My understanding of this responsibility runs deep because I’ve seen both sides of it. I’ve watched my parents fight to build something from nothing as first-generation farmers; learning through mistakes, bearing the weight of uncertainty, and choosing persistence when walking away would have been easier. And I’ve also seen the reward of longevity through this farm, what it means to build on a foundation laid by others, to steward something that has endured.

That perspective shapes how we farm today.

John brings years of professional experience in soil and water conservation, guiding how we manage the land from the ground up. Regenerative practices protect water quality, improve soil health, and ensure the land grows more resilient with every season.

We raise beef, pork, and chicken on pasture, allowing animals to live as they were designed to; contributing to the health of the land itself. My role centers on the herd: breeding decisions, herd health, and animal husbandry. Genetics are never left to chance here. They are written in ink, tracked through generations, and stewarded with the long view in mind.

Together, we steward not just land and livestock, but knowledge.

Under John’s leadership, the farm has transitioned from a traditional cow-calf operation into a direct-to-consumer business, allowing us to connect directly with the people who eat our food.

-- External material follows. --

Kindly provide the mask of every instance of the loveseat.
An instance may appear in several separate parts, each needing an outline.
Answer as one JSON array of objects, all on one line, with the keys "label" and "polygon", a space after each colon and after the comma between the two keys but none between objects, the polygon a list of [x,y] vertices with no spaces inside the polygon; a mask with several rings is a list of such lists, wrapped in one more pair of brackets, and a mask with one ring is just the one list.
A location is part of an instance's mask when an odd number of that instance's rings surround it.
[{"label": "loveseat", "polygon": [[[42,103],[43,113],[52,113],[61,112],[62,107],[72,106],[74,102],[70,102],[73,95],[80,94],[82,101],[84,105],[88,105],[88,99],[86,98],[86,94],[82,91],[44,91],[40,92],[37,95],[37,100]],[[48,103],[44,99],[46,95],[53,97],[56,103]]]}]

We’ve diversified in a way that brings the farm full circle; raising food not just for markets, but for neighbors and families who want to know where their food comes from.

Now, as parents, we carry that responsibility with even greater weight.

We hope to raise our three boys as the fifth generation; not with the expectation that they must farm, but with the understanding of what it means to steward something well. To know the value of work, the cost of commitment, and the importance of honoring what came before them.

The story is still being written.

But the foundation remains the same.


This year, as we mark one hundred years since this farm was purchased, we’re taking time to pause and acknowledge what has made that longevity possible.

On October 3rd, we will gather here at Central Bridge Farms for our Century Celebration; a day to honor the generations who built this place, the land that has sustained it, and the people who have walked alongside us along the way. It will be a time for good food, shared stories, music, and fellowship, rooted in the same values that have carried this farm forward for a century.

This celebration isn’t just about our family or our history. It’s about community.

Every customer who has chosen to support local agriculture, every neighbor who has lent a hand, every friend who has shared a meal at our table; you are part of this story. We would not be where we are today without the encouragement, trust, and support of the people who believe in what we’re building here.

This farm has always been more than land and livestock. It is relationships. It is shared purpose. It is the reminder that food connects us all.

We hope you’ll join us on October 3rd; not just to celebrate one hundred years behind us, but to stand with us as we look ahead to what comes next.

Because this story has never been ours alone.